Cross-View Video Generation
On the VBench protocol, SEE4D leads on five of six metrics, including subject and background consistency, temporal flicker, and image quality, despite using a multi-view synthesis backbone rather than a dedicated video generation model. The spatial-temporal auto-regressive pipeline is critical for maintaining coherence over long sequences and large viewpoint shifts.
Figure 4: Qualitative comparisons with TrajectoryCrafter for 4D generation, highlighting smooth, occlusion-aware synthesis and seamless transitions.
Ablation Studies
Ablations confirm the necessity of each component:
- Replacing realistic warp synthesis with simpler schemes degrades all metrics.
- Omitting noise-adaptive conditioning or the spatial-temporal transformer backbone results in significant drops in reconstruction fidelity.
- Removing spatial or temporal auto-regression leads to noticeable quality declines, underscoring the importance of both progressive view hops and overlapping diffusion windows.
Downstream Applications
SEE4D enables a range of downstream applications by generating temporally aligned, viewpoint-varying video sequences from a single input:
- Robotics: Augments grasp planning with multi-view object sequences, improving surface geometry estimation and approach direction assessment.
- Autonomous Driving: Synthesizes additional perspectives from dash-cam footage, enhancing visual coverage for perception and tracking.
- Interactive Gaming and Virtual Environments: Transforms single-view gameplay into multi-angle sequences for immersive replay and camera switching.
- Cinematic Post-Production: Enables off-axis re-framing and stabilization from handheld footage, filling occlusions and maintaining motion continuity.
Figure 5: Illustrative examples of SEE4D for robotics, driving, games, and movies, demonstrating broad applicability.

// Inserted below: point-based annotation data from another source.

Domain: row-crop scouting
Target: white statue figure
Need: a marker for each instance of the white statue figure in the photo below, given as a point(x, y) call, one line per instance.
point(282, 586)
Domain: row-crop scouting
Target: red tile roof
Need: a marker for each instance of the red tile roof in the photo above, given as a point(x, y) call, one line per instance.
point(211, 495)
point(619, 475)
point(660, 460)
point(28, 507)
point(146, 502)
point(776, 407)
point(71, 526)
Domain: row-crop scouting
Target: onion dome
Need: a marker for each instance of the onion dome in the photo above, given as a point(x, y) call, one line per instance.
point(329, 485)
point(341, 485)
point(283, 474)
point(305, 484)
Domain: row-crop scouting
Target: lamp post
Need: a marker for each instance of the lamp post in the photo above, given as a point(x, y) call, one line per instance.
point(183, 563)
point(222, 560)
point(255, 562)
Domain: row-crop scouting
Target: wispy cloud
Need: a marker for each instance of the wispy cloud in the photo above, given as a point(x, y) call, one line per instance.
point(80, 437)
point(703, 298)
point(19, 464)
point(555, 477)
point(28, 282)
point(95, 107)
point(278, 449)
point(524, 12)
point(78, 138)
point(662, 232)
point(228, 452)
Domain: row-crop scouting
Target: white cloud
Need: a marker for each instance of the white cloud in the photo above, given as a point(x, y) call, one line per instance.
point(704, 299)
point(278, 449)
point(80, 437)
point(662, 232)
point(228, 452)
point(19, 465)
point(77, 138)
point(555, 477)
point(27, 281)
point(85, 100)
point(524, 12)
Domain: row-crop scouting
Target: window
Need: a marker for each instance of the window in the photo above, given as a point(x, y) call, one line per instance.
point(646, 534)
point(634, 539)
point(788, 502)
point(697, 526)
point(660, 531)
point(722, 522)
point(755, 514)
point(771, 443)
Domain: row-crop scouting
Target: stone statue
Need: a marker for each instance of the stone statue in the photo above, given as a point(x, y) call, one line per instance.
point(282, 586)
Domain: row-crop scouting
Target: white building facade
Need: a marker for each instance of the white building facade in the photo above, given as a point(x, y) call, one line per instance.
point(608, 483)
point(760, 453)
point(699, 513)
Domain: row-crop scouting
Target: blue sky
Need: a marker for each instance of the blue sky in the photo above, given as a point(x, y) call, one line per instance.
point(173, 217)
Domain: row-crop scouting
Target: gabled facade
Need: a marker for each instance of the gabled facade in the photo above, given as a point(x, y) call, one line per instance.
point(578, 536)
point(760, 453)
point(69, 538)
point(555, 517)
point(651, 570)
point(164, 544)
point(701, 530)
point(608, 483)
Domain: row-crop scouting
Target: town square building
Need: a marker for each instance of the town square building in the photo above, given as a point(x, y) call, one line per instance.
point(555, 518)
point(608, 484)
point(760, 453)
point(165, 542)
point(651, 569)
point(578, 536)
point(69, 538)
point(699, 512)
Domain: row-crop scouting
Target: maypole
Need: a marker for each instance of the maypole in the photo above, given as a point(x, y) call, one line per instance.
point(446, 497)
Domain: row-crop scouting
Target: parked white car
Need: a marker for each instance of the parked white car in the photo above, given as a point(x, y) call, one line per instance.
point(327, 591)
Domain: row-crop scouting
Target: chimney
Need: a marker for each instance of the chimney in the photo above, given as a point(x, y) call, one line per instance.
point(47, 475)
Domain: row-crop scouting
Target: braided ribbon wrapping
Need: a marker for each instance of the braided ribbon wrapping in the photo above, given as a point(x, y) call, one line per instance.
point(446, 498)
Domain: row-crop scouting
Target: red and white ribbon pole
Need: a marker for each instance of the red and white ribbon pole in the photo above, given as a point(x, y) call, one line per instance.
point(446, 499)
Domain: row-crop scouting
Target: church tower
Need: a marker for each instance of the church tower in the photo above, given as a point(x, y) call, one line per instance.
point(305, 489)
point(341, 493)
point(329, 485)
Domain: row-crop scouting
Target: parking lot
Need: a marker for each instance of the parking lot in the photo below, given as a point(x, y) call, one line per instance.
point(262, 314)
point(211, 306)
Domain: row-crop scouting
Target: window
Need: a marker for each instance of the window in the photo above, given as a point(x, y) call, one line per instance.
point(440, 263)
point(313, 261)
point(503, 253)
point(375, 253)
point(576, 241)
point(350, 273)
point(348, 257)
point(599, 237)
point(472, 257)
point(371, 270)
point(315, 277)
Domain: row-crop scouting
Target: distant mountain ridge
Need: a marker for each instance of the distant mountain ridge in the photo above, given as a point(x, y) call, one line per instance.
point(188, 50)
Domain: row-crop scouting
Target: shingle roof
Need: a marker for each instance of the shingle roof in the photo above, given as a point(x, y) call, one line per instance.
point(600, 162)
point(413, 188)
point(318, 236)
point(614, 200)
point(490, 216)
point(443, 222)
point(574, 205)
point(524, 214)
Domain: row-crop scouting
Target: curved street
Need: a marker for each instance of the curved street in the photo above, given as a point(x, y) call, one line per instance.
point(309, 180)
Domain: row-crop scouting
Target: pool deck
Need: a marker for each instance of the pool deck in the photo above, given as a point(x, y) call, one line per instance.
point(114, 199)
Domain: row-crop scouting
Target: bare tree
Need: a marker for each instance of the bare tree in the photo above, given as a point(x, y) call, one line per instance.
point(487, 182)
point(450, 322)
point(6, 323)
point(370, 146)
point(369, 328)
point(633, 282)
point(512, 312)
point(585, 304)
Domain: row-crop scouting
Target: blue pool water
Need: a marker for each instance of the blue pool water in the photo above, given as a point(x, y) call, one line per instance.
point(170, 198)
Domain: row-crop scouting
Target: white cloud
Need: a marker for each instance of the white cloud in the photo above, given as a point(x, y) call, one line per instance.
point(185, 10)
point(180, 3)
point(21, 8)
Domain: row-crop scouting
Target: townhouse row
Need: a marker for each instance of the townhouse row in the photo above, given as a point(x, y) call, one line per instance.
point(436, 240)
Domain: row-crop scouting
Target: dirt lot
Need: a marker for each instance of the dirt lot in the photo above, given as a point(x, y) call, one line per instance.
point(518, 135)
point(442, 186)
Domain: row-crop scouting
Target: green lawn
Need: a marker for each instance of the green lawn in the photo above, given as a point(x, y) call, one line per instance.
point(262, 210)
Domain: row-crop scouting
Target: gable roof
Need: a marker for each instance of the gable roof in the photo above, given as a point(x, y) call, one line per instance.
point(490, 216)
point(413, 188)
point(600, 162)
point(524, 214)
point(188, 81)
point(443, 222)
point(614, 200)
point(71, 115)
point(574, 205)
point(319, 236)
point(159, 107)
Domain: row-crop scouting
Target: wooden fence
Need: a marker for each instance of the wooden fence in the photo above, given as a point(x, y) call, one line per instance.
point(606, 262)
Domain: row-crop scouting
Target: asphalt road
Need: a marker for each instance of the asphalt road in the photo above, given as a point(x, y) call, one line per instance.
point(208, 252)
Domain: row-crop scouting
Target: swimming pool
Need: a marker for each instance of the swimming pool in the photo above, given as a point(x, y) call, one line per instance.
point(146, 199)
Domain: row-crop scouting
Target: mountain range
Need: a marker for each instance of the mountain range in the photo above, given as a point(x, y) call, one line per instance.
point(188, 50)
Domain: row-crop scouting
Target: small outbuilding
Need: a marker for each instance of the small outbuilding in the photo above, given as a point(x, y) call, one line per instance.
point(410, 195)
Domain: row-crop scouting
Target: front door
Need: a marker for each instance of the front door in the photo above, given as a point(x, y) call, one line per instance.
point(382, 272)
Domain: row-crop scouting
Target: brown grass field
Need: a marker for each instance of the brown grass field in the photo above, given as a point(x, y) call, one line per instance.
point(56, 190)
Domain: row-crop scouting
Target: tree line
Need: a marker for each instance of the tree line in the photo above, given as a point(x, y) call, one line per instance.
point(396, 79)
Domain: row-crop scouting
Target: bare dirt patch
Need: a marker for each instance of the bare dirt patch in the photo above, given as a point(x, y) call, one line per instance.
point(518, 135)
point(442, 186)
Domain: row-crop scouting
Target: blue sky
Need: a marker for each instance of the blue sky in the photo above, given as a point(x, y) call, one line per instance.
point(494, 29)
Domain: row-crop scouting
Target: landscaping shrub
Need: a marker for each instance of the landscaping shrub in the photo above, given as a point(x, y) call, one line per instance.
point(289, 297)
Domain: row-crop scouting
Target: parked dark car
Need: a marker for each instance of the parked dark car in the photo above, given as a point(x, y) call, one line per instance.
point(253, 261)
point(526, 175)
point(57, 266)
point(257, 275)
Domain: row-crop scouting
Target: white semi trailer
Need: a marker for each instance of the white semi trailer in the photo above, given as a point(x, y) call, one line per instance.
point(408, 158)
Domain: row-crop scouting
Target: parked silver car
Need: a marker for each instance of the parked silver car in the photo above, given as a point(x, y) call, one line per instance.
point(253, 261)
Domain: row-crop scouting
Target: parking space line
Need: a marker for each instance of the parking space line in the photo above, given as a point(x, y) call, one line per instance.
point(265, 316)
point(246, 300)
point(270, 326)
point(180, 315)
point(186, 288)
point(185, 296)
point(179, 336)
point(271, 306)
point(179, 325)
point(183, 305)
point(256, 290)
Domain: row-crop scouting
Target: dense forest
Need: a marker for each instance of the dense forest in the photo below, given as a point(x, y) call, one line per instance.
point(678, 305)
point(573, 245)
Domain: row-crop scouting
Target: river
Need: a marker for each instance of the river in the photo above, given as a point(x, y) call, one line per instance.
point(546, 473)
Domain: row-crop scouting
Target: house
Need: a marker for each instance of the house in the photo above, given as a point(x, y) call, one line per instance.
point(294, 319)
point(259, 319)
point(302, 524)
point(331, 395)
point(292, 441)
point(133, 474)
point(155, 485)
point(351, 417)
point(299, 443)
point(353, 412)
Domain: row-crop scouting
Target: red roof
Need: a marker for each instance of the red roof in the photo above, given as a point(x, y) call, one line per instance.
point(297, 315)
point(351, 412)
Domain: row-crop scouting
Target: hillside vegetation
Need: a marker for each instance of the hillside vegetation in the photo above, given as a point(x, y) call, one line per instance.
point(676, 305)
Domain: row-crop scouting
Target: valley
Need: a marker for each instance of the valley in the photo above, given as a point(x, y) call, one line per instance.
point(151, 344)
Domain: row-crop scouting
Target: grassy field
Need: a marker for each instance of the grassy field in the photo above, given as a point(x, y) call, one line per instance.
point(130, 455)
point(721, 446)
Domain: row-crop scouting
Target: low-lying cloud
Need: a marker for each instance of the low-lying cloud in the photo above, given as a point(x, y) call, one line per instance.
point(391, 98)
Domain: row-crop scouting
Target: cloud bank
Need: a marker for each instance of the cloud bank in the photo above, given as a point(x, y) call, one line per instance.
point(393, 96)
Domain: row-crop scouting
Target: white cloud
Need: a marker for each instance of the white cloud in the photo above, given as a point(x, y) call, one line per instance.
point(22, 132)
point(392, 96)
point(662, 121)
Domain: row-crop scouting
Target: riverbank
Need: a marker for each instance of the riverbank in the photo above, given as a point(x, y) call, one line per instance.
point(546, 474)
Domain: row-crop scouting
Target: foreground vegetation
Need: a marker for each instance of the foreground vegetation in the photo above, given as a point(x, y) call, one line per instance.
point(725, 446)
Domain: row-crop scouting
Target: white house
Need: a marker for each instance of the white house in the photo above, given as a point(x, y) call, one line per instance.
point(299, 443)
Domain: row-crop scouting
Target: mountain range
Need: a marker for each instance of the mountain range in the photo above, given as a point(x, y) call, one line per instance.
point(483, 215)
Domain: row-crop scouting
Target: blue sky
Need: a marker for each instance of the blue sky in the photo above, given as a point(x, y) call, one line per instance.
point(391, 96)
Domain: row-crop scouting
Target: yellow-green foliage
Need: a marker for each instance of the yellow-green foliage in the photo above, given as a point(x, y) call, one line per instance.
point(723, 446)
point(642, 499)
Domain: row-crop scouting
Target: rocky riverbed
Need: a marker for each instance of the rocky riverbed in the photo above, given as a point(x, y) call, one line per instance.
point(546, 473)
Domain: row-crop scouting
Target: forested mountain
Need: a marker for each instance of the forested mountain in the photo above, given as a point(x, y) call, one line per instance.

Implications and Future Directions
SEE4D demonstrates that pose-free, trajectory-to-camera 4D generation is feasible and effective, removing the reliance on explicit pose annotations and enabling scalable, robust 4D scene modeling from monocular videos. The integration of depth-warped conditioning, noise-adaptive modulation, and spatiotemporal transformers provides a strong geometry prior and temporal consistency, advancing the state of the art in 4D content creation.
Future research directions include:
- Extending the approach to handle even wider baseline changes and more complex dynamic scenes.
- Integrating with downstream 4D representation learning frameworks for end-to-end VR content pipelines.
- Exploring self-supervised or unsupervised depth estimation to further reduce reliance on synthetic data.
Conclusion
SEE4D introduces a pose-free, trajectory-to-camera framework for 4D scene generation from monocular videos, leveraging a view-conditional inpainting model and a spatiotemporal auto-regressive inference pipeline. The method achieves superior reconstruction accuracy and generative quality, with demonstrated benefits across robotics, autonomous driving, gaming, and cinematic applications. The decoupling of camera control from scene modeling, combined with robust geometric and temporal priors, positions SEE4D as a practical solution for scalable 4D world modeling and immersive content creation.